Pogrom - Usage

Usage

According to Encyclopædia Britannica, "the term is usually applied to attacks on Jews in the Russian Empire in the late 19th and early 20th centuries, the first extensive pogroms followed the assassination of Tsar Alexander II in 1881," and the Wiley-Blackwell Dictionary of Modern European History Since 1789 states that pogroms "were antisemitic disturbances that periodically occurred within the tsarist empire." However, the term is widely used to refer to many events which occurred prior to the Anti-Jewish pogroms in the Russian Empire. Historian of Russian Jewry John Klier writes in Russians, Jews, and the Pogroms of 1881–1882 that "By the twentieth century, the word 'pogrom' had become a generic term in English for all forms of collective violence directed against Jews." Abramson wrote that "in mainstream usage the word has come to imply an act of antisemitism", since whilst "Jews have not been the only group to suffer under this phenomenon, ... historically Jews have been frequent victims of such violence."

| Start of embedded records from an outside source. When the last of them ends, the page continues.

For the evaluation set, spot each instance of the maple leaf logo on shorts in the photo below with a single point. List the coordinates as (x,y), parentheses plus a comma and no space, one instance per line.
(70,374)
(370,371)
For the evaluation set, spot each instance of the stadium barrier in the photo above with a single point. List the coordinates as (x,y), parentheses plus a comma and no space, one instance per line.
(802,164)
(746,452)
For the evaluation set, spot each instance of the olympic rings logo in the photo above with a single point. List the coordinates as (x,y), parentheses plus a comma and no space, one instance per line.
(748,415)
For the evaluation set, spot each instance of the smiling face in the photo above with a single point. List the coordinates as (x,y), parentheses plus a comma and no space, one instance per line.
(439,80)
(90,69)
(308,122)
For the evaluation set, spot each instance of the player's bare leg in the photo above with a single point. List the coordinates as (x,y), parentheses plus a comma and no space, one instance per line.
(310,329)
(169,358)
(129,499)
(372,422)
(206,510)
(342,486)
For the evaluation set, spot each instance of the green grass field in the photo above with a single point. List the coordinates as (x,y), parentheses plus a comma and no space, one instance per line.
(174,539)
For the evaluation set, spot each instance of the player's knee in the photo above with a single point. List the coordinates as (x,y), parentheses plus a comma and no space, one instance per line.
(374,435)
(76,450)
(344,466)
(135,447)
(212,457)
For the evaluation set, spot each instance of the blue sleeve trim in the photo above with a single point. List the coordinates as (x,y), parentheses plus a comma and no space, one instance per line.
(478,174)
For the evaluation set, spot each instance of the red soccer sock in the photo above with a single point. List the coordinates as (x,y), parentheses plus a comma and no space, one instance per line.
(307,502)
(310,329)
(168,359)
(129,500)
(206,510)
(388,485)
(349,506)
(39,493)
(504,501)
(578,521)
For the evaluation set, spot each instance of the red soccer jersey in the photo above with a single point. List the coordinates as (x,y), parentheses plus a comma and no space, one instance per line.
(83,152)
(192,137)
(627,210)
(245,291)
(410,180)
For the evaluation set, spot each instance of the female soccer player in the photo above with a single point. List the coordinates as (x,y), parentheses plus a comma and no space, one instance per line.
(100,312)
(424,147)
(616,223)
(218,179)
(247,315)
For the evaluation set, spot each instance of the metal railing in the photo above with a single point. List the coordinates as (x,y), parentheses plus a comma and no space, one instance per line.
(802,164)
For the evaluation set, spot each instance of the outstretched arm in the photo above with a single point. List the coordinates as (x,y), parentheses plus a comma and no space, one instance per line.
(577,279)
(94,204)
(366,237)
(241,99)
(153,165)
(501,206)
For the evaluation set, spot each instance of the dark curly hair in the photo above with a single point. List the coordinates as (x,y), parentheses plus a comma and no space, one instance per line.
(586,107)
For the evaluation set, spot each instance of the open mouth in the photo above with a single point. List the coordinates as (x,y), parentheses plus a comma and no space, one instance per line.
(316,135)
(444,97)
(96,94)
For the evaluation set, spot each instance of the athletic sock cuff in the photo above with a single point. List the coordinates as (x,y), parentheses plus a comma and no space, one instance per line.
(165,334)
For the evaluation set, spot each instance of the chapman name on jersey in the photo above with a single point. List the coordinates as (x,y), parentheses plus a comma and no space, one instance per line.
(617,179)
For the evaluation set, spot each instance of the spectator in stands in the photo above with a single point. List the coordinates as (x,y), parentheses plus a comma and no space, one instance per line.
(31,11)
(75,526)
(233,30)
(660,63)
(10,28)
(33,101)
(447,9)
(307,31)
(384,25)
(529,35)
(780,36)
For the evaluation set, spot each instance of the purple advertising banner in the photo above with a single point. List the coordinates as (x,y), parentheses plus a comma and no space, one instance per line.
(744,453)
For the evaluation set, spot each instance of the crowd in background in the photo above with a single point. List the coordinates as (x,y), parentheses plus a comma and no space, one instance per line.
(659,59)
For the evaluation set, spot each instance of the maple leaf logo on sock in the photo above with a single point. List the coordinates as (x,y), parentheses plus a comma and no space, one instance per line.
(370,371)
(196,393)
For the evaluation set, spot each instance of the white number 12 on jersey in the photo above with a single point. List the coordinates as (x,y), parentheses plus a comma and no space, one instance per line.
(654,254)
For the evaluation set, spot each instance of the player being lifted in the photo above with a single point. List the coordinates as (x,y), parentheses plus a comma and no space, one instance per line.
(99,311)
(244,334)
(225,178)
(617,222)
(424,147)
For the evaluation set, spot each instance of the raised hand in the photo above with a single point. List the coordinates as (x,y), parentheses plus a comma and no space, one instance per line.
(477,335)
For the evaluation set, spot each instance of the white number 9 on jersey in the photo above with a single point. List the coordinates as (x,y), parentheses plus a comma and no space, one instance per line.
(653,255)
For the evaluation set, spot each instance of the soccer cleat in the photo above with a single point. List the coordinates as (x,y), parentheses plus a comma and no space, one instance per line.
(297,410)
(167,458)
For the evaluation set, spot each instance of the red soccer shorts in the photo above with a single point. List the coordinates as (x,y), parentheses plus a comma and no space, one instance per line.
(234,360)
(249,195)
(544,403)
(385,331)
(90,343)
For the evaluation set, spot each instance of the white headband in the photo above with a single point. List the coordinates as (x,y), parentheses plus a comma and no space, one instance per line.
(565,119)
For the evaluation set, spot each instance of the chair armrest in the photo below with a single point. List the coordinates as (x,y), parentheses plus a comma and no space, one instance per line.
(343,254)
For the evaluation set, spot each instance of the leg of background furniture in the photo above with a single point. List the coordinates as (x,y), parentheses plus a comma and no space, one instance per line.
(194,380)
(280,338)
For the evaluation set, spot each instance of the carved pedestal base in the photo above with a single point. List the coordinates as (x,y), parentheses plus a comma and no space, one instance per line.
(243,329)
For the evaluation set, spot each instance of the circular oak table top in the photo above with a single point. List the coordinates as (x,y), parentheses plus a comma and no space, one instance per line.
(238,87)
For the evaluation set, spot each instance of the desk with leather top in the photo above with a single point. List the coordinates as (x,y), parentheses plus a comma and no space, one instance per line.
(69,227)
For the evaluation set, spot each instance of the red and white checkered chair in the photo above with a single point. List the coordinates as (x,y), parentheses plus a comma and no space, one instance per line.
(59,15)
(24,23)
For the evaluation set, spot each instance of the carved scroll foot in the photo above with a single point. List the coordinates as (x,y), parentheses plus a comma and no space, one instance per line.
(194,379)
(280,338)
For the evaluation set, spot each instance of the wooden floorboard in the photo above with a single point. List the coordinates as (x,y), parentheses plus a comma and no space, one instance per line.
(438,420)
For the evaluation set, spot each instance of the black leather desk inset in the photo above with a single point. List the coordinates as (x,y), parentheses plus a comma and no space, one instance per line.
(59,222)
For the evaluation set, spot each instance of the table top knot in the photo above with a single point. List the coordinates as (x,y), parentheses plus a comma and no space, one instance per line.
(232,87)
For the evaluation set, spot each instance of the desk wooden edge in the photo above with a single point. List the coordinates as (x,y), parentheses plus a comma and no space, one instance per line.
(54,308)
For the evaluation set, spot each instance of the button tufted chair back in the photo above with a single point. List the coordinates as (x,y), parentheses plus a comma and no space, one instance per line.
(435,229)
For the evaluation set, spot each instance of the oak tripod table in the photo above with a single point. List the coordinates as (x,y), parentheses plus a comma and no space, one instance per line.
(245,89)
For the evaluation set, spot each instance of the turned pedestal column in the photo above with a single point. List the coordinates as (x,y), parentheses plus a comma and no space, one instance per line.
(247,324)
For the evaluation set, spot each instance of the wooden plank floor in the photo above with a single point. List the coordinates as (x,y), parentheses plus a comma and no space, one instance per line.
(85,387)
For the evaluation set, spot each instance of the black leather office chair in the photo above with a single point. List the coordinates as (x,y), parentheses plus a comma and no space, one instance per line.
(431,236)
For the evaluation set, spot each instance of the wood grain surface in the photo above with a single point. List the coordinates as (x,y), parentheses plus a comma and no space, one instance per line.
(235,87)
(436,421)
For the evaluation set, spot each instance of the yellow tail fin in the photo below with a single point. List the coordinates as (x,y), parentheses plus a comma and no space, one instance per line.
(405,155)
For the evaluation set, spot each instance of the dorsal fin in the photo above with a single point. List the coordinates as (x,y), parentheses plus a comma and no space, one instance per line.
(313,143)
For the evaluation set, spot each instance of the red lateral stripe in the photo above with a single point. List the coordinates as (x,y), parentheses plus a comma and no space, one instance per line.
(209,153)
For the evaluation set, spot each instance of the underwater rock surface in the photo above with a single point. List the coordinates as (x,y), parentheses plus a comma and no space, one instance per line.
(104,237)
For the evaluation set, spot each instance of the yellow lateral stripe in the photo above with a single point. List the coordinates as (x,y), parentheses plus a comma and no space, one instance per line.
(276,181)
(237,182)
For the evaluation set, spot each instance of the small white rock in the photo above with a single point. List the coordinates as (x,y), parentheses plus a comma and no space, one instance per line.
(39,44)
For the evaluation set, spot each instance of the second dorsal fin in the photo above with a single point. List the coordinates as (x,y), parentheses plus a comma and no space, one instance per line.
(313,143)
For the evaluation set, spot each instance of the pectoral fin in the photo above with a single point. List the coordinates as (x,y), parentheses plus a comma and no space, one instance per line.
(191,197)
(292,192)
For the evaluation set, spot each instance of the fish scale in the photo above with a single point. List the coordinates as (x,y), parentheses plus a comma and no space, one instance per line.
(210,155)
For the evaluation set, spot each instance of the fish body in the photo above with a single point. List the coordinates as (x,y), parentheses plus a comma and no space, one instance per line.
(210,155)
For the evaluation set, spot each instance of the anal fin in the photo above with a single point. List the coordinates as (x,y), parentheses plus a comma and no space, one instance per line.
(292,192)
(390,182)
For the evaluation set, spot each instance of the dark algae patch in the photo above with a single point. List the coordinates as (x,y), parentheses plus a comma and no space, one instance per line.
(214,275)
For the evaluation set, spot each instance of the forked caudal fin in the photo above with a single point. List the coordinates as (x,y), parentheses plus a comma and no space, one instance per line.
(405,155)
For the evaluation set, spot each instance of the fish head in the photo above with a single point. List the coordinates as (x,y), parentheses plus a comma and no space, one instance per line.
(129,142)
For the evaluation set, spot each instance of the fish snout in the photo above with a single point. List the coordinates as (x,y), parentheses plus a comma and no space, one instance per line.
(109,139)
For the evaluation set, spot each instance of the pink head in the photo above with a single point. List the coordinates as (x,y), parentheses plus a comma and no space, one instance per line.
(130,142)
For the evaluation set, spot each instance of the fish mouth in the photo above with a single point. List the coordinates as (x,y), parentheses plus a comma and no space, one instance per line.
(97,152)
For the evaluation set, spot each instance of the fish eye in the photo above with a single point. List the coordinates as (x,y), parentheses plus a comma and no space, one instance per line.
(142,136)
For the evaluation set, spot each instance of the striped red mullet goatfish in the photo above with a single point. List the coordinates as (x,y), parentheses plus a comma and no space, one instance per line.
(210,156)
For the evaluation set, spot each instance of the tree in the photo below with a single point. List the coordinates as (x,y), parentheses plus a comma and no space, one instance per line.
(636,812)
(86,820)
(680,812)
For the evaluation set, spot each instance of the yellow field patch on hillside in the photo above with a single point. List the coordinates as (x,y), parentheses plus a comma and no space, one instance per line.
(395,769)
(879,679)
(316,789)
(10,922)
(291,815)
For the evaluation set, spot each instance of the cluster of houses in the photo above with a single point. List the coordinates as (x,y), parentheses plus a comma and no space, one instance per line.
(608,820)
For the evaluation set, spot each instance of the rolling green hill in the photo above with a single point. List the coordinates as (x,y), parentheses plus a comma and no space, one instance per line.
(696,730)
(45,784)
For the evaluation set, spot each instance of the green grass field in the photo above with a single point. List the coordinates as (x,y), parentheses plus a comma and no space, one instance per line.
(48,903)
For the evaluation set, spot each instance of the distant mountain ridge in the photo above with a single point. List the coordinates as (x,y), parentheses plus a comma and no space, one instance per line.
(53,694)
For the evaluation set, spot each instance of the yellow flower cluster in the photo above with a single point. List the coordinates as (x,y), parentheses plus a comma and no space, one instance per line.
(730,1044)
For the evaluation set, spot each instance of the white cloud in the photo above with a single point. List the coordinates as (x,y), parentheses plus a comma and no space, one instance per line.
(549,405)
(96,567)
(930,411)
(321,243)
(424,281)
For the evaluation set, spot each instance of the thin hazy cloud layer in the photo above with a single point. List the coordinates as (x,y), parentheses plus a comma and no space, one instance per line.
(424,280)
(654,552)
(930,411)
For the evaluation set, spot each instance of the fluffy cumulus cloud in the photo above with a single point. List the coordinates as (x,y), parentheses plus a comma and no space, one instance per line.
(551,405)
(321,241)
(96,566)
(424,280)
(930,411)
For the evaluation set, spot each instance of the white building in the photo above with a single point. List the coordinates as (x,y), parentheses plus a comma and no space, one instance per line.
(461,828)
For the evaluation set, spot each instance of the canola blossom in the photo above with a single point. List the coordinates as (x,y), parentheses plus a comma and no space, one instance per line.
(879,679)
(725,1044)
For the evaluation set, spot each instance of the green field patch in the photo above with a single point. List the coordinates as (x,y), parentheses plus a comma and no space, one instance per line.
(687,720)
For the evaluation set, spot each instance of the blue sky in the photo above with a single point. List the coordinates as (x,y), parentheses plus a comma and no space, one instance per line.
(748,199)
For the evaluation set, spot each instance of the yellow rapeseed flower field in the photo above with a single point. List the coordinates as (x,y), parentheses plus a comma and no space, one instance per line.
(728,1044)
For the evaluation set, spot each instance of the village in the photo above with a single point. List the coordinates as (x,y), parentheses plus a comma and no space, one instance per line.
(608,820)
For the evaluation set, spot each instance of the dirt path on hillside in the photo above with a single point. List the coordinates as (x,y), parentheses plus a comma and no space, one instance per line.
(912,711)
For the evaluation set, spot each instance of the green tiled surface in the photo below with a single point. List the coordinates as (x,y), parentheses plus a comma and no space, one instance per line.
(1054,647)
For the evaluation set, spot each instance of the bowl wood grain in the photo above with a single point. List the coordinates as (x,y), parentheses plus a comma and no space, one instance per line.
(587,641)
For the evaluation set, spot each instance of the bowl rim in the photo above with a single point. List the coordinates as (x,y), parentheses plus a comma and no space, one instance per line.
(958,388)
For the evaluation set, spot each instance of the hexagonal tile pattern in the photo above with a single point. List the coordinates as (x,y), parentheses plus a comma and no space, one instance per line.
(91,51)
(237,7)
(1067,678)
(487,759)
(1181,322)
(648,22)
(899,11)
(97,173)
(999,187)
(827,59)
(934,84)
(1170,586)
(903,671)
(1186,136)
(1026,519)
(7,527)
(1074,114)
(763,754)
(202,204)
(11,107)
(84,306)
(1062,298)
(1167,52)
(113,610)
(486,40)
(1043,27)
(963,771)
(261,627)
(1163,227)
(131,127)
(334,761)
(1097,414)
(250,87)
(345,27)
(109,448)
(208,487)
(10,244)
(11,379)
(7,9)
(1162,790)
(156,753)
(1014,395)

The term is also used in reference to attacks on non-Jewish ethnic minorities, and accordingly some scholars do not include antisemitism as a defining characteristic of pogrom. Reviewing its uses in scholarly literature, historian Werner Bergmann proposes that pogroms be "defined as a unilateral, nongovernmental form of collective violence initiated by the majority population against a largely defenseless ethnic group, and occurring when the majority expect the state to provide them with no assistance in overcoming a (perceived) threat from the minority," but adds that in western usage, the word's "anti-Semitic overtones" have been retained. Historian David Engel supports this, writing that "there can be no logically or empirically compelling grounds for declaring that some particular episode does or does not merit the label ," but he offers that the majority of the incidents "habitually" described as pogroms took place in societies significantly divided by ethnicity and/or religion where the violence was committed by the higher-ranking group against a stereotyped lower-ranking group against whom they expressed some complaint, and with the belief that the law of the land would not be used to stop them.

There is no universally accepted set of characteristics which define the term pogrom,. Klier writes that "when applied indiscriminately to events in Eastern Europe, the term can be misleading, the more so when it implies that "pogroms" were regular events in the region and that they always shared common features." Use of the term to refer to events in 1918–19 in Polish cities including Kielce, Pinsk and Lwów was specifically avoided in the 1919 Morgenthau Report (preferring "excesses"), whose authors argued that the term pogrom was inapplicable to the conditions existing in a war zone and required the situation to be antisemitic in nature rather than political, and media use of the term pogrom to refer to the 1991 Crown Heights riot caused public controversy.